Sempre recentemente, il Canada ha chiesto scusa per quest’epoca, quest’onta, questa macchia atroce sulla propria storia, rendendo noti i nomi di 2800 bambini indigeni morti nei “collegi residenziali”. Però hanno reso noti i nomi solo in parte, poiché si stima che siano almeno 4000 i bambini morti in questi collegi, ma di molti di loro non si conoscono ancora nemmeno i nomi. Si pensa addirittura che in Canada circa 150.000 bambini siano stati tolti alle loro famiglie per essere portati in queste scuole. Questo fenomeno purtroppo sta tornando, minacciando 2 milioni di bambini indigeni in tutto il mondo. In questo momento il fenomeno è drammatico soprattutto in India dove, tra il 2001 e il 2016, nel solo stato del Maharashtra sono morti almeno 1500 bambini.
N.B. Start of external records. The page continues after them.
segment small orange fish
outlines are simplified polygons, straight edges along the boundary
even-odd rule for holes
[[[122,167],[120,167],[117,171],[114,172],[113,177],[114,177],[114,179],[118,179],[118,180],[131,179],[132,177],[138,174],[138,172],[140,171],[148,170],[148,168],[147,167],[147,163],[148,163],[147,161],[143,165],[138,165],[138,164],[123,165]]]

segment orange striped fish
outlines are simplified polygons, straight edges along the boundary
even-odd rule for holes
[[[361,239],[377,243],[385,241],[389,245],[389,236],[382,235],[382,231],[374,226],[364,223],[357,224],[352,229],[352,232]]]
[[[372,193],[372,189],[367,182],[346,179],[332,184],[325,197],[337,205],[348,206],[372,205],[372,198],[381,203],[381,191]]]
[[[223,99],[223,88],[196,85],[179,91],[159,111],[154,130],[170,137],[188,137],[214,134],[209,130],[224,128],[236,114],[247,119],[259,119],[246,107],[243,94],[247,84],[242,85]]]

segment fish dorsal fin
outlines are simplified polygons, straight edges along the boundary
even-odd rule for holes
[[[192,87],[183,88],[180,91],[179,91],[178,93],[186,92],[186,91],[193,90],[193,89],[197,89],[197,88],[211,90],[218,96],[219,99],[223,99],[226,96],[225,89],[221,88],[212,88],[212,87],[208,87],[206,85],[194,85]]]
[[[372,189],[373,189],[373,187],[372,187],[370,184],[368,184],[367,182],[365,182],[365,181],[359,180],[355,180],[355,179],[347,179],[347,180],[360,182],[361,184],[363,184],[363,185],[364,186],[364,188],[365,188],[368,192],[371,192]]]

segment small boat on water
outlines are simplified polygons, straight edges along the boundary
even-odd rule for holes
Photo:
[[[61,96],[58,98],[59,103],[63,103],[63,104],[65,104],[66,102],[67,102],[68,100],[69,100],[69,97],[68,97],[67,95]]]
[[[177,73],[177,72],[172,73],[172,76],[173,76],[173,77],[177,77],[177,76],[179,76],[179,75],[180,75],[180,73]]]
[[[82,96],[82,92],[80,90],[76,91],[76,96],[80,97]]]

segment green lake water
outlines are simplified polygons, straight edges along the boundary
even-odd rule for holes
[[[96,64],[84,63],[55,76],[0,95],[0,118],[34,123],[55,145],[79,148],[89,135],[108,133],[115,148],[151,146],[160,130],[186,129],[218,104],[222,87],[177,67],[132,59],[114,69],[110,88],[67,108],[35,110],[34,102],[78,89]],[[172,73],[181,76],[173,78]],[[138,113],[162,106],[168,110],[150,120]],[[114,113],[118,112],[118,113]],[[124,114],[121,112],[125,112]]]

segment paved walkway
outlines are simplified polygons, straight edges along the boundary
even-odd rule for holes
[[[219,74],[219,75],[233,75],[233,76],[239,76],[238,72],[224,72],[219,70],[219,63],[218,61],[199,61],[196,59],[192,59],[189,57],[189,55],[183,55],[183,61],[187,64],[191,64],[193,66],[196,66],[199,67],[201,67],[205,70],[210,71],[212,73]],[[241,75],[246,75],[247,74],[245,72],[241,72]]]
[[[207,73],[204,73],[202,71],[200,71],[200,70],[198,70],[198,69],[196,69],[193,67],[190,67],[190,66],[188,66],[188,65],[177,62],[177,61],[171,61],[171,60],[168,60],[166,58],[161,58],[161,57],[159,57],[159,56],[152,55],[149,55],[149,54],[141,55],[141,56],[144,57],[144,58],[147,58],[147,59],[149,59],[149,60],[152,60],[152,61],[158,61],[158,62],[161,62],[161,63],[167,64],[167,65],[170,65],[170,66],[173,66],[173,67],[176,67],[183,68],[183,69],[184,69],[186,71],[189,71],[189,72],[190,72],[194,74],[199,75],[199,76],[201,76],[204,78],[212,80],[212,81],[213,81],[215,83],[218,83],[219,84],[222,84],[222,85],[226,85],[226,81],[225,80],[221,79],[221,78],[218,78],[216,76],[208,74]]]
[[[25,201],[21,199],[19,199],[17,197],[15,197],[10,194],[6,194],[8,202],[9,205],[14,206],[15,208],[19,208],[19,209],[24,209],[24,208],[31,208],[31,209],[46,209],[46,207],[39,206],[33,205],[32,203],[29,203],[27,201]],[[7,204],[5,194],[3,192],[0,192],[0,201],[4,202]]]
In queste scuole enormi i bambini, tolti alle loro famiglie, subiscono un vero e proprio lavaggio del cervello. Non c’è modo migliore per definirlo. Vengono rinchiusi in queste strutture, lontane da casa, dove gli viene proibito di parlare la propria lingua. Gli viene inculcato che il loro stile di vita, la loro cultura, la loro identità, la loro peculiare visione del mondo, è arretrata; che invece l’attività mineraria, lo sfruttamento economico delle loro terre e delle risorse, è una cosa buona. Non sorprende infatti che alcune di queste scuole siano addirittura sponsorizzate o finanziate in modo integrale dalle compagnie minerarie. È il caso, per esempio, di una scuola inaugurata pochi giorni fa in India, frutto della collaborazione fra l’istituto di scienze sociali Kalinga, conosciuto come Kiss,  e Adani, una compagnia mineraria molto controversa, che ha già creato grandi problemi in Australia, oltre che nelle terre indigene dell’India. Kiss vanta la scuola residenziale per bambini indigeni più grande del mondo: ce ne sono tra i 27 e i 30.000. Vedere l’immagine di questi bambini in fila, costretti a recitare dei credi in altre lingue, purtroppo ricorda in modo drammatico le scene del nazismo. Sono realtà drammatiche che noi stiamo contrastando in ogni modo. Survival ha lanciato una campagna importante perché in questi luoghi il controllo dell’educazione indigena venga restituito ai popoli indigeni; per evitare anche le sofferenze inimmaginabili inflitte a questi bambini, che in queste scuole subiscono anche abusi fisici, oltre che psicologici.  Recentemente abbiamo denunciato il caso di una scuola, in India, in cui bambine e bambini indigeni venivano regolarmente stuprati dagli stessi operatori scolastici, dopo averli drogati e sedati. Una situazione drammatica che provoca morti, suicidi e una devastazione culturale, una cancellazione culturale, che dovrebbe essere osteggiata da chiunque abbia a cuore non soltanto il pianeta ma anche tutti i suoi abitanti.